Kenmerk Beschrijving
naam Vereist. De naam van de service. De naam moet uniek zijn binnen het serviceaccount.
topologyChangeDiscovery Optioneel. Hiermee geeft u het type wijzigingsmelding voor de topologie op. Mogelijke waarden zijn:

- Blast - Verzendt de update zo snel mogelijk naar alle rolinstanties. Als u een optie kiest, moet de rol de topologie-update kunnen afhandelen zonder opnieuw te worden opgestart.
- UpgradeDomainWalk – Verzendt de update op een opeenvolgende manier naar elk rolexemplaren nadat het vorige exemplaar de update heeft geaccepteerd.

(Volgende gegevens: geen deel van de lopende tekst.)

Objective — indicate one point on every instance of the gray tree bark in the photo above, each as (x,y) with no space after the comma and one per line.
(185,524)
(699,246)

schemaVersion Optioneel. Hiermee geeft u de versie van het servicedefinitieschema. Met de schemaversie kan Visual Studio de juiste SDK-hulpprogramma's selecteren die moeten worden gebruikt voor schemavalidatie als meer dan één versie van de SDK naast elkaar is geïnstalleerd.
upgradeDomainCount Optioneel. Hiermee geeft u het aantal upgradedomeinen op voor welke rollen in deze service worden toegewezen. Rolinstanties worden toegewezen aan een upgradedomein wanneer de service wordt geïmplementeerd. Zie Een cloudservicerol of -implementatie bijwerken, de beschikbaarheid van virtuele machines beheren en wat is een cloudservicemodel voor meer informatie.

U kunt maximaal 20 upgradedomeinen opgeven. Als dit niet is opgegeven, is het standaardaantal upgradedomeinen 5.